Publié le par Guy Le Flécher

Une reine à bout de souffle après 20 ans d’emprisonnement ; des domestiques cupides qui se disputent ses derniers bijoux… C’est que leur maîtresse n’a, jamais, non plus, été tendre. Capricieuse princesse d’Ecosse, la très catholique Mary Stuart (1542-1587), éphémère épouse de François II et souveraine de France, lutta sa brève vie durant pour retrouver et conserver son pouvoir sur la terre de ses ancêtres ; et, pourquoi pas, aussi, sur celle de sa cousine Elizabeth, bâtarde d’Henry VIII, sévère et protestante reine d’Angleterre, chahutée par le destin, déchirée par le pouvoir.

 Laquelle Elizabeth, magnifiquement rendue par Cécilia Garcia Fogel,  finit par condamner à mort son intriguante parente, une des femmes les plus romanesques, les plus cultivées de son siècle. Mary Stuart a brûlé sa vie. Avant de se sauver in extremis, de se libérer enfin, par une mort offerte à Dieu, vibrante de mysticisme, prenant soudain l’allure royale qui la fait entrer dans la légende. Comme dans une arène, Mary (Océane Mozas), hagarde et frémissante, promène une détresse obsédée de sainteté. Elle va en direct, sans artifice, devant nous, au bout du chemin. Elle s’offre, se donne. Et son jeu colle admirablement au personnage.

Loin de toute reconstitution historique, Stuart Seide a conçu son spectacle comme une fable universelle qui met à nu les mécanismes du pouvoir comme servitude et le conflit entre l’intime et le public : il était une fois une reine qui emprisonnait une autre reine… L’une, redoutée et autoritaire, a renoncé à sa vie de femme pour gouverner aussi librement qu’un homme. L’autre suscite passions et fascination.

A partir de cette guerre impitoyable que se livrent deux femmes qui ont chacune du sang sur les mains, Friedrich Schiller (1759-1805) écrit, en 1800, une épopée haletante et place l’humain au cœur des enjeux politiques. Surtout, il imagine à l’acte III « la » rencontre-confrontation des deux lionnes qui ne s’est jamais produite dans l’Histoire, mais qui se fait sur la scène du Théâtre du Nord, envahie de vraie terre. Presque un ring où s’enchaînent, se déchaînent et se fracassent rivalité amoureuse, jalousie et haine réciproques. Sous les yeux d’amants, d’amis et de conseillers comploteurs ou traîtres : neuf beaux rôles troubles, sournois, machiavéliques parfois, parfaitement interprétés et mis en scène.
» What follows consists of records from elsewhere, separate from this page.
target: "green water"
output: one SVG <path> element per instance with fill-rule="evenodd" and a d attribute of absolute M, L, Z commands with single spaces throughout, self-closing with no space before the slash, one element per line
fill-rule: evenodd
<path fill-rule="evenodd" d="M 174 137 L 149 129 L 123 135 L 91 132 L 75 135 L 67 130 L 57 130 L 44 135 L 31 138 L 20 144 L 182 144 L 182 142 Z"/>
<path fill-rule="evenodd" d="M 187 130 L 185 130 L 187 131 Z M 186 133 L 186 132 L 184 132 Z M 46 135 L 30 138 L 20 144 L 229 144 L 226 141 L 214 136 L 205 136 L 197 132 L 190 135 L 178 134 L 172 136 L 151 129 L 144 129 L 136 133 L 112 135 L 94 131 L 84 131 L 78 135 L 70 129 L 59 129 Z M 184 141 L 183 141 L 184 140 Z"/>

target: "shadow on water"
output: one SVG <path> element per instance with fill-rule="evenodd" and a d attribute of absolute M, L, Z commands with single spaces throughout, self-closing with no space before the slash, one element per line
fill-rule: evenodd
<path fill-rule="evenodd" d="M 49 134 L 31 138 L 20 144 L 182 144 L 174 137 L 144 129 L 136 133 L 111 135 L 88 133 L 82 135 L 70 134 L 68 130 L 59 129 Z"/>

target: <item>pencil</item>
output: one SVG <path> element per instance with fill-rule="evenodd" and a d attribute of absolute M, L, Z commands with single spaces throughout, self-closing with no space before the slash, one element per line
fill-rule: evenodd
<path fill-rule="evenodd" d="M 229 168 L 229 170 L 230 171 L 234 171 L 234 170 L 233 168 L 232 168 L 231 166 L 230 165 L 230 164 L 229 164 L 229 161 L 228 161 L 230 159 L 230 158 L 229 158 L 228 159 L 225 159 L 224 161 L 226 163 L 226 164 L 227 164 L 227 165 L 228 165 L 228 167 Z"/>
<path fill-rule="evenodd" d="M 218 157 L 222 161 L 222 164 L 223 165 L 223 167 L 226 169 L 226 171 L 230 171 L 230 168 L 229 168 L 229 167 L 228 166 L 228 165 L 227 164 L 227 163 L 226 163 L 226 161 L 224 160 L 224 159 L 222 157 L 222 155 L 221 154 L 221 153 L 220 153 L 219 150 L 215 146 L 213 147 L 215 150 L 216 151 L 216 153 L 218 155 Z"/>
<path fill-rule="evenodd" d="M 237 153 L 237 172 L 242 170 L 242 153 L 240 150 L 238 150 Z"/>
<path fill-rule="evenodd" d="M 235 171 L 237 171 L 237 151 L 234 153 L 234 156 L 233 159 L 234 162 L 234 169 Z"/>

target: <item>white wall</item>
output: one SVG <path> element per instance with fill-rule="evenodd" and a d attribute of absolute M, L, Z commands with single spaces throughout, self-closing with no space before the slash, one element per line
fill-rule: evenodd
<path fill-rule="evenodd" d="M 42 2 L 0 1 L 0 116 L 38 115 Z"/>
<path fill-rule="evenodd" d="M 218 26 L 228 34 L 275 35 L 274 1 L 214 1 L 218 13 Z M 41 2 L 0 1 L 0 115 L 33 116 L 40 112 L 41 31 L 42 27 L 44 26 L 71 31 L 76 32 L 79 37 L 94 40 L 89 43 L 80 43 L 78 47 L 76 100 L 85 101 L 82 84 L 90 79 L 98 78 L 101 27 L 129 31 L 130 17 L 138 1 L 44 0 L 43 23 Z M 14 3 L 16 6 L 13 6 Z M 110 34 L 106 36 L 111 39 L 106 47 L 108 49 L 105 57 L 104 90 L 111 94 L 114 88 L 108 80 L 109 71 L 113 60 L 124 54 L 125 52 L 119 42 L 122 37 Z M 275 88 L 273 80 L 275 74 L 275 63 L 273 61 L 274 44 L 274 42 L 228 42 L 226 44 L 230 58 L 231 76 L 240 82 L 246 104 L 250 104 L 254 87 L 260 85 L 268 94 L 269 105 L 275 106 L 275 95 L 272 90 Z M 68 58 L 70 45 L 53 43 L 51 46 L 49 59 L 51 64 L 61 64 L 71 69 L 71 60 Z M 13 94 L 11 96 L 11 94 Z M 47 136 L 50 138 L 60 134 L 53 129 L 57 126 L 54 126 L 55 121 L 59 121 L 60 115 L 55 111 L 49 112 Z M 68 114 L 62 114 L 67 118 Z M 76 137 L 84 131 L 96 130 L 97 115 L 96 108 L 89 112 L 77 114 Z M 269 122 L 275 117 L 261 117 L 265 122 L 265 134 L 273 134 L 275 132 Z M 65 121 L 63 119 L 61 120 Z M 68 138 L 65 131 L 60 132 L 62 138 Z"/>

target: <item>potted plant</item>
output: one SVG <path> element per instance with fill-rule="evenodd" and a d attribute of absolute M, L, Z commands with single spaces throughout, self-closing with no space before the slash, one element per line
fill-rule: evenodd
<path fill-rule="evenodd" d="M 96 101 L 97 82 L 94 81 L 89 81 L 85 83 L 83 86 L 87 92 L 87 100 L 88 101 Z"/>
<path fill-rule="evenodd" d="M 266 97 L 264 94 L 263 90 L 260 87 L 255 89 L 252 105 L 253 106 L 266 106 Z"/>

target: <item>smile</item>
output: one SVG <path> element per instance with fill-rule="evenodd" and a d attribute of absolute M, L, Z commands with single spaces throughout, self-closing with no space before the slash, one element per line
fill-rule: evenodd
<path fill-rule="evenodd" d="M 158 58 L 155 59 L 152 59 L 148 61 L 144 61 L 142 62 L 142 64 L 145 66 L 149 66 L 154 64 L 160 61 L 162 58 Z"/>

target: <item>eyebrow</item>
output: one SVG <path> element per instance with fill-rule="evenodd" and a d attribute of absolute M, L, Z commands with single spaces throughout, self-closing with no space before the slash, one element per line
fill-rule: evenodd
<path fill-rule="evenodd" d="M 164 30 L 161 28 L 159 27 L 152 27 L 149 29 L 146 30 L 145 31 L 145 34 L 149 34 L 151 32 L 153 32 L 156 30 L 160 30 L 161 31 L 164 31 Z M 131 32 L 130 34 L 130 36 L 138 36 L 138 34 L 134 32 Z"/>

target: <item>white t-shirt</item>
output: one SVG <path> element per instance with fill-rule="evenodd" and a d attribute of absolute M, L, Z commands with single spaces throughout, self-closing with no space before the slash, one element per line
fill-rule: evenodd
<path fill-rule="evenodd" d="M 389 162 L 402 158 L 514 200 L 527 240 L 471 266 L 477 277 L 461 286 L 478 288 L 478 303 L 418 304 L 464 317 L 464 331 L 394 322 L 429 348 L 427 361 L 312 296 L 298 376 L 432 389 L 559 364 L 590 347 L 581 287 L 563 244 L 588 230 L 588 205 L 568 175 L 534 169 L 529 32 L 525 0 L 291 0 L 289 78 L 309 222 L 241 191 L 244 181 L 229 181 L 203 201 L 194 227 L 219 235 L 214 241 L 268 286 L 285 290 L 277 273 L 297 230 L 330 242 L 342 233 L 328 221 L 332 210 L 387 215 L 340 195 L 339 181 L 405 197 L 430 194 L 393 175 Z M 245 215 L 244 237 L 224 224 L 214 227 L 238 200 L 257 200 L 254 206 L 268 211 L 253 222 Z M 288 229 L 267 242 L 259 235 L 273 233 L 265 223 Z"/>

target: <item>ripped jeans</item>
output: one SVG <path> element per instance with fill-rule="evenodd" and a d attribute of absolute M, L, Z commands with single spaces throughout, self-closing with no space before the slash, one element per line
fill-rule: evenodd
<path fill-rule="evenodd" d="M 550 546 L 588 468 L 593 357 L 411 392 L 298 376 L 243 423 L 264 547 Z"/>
En retraduisant le texte allemand, Stuart Seide a opté pour un mélange des deux premiers actes où, chez Schiller, les reines se présentent successivement. Ce montage alterné de textes  fait ressortir la symétrie des enfermements respectifs de ces femmes qui, finalement, ne font que subir : l’une dans la geôle austère de l’humiliation, l’autre dans la cage dorée de son palais, toutes deux dans le même sombre et minimaliste décor. Un texte magnifique et violent, du théâtre trépidant et captivant.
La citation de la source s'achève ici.